There are also system limits on Speech-to-Text resources. System limits can't be changed.
This document contains the current API restrictions and usage limits for Cloud Speech-to-Text. This page will be updated to reflect any changes to these restrictions and usage limits. We reserve the right to change these limits.
Content Limits
Content to Speech-to-Text is provided as audio data, either directly within
the content
field of the request or referenced within a Google Cloud Storage
URI in the uri
field of the request. There is a limit of 10 MB on all single
requests sent to the API using local files. In the case of the
Recognize
and
LongRunningRecognize
methods, this limit applies to the size of the request sent. In the case of the
StreamingRecognize
method, the 10 MB limit applies to both the initial StreamingRecognize
request
and the size of each individual message in the stream. Exceeding this limit will
throw an error. There is no size limit on requests sent using audio data stored
in a Google Cloud Storage bucket.
The API contains the following limits on the size of this content (and are subject to change).
Content Limit | Audio Length |
---|---|
Synchronous Requests | ~1 Minute |
Asynchronous Requests | ~480 Minutes* |
Streaming Requests | ~5 Minutes** |
* Audio longer than ~1 minute must
use the uri
field to reference
an audio file in Google Cloud Storage.
** If you need to stream content for more than 5 minutes, see the
endless streaming tutorial.
For StreamingRecognize
requests, audio must be sent at a rate that
approximates real time.
Attempting to process content in excess of these content limits will produce an error. For more information, see Error messages and Troubleshooting.

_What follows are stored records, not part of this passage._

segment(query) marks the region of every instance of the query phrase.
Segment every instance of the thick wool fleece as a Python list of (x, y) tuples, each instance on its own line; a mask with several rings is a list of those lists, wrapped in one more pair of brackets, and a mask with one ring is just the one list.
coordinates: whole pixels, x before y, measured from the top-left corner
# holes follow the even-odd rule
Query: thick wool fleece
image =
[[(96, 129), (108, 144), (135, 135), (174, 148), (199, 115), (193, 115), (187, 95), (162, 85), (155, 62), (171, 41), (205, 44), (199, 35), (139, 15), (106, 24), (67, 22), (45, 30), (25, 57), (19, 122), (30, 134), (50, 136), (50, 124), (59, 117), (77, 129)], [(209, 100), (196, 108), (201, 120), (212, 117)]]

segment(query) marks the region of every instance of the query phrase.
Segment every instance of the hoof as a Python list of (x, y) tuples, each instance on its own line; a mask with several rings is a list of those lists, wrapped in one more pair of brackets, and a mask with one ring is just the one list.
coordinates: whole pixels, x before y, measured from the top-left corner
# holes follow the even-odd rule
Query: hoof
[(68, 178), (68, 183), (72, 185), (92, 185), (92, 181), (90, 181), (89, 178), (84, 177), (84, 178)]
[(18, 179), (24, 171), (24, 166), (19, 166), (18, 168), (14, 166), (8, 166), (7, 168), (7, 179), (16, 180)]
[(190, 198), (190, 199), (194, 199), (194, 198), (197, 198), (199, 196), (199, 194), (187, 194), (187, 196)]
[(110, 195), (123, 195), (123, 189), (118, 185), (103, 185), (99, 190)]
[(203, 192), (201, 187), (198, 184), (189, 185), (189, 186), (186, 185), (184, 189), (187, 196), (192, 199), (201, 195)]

Within any request, you may also supply a PhraseSet resource containing a list of phrases specific to the request. (A single word counts as a phrase in this context.) The following limits apply to such a context:
Speech Adaptation Limit | Value |
---|---|
Phrases per request | 5000 |
Total characters per request | 100,000 |
Characters per phrase | 100 |
Request Limits
The current API usage limits for Speech-to-Text are as follows (and are subject to change):
Type of Limit | Usage Limit |
---|---|
Recognition Requests per 60 seconds* | 900 |
Adaptation resource requests per 60 seconds* | 10 |
Processing per day | 480 hours of audio |
* Each StreamingRecognize
session is considered a single request even though
it includes multiple frames of StreamingRecognizeRequest
audio within the
stream.
Requests and/or attempts at audio processing in excess of these limits will produce an error. For more information, see Error messages and Troubleshooting.
These limits apply to each Speech-to-Text developer project, and are shared across all applications and IP addresses using a given a developer project.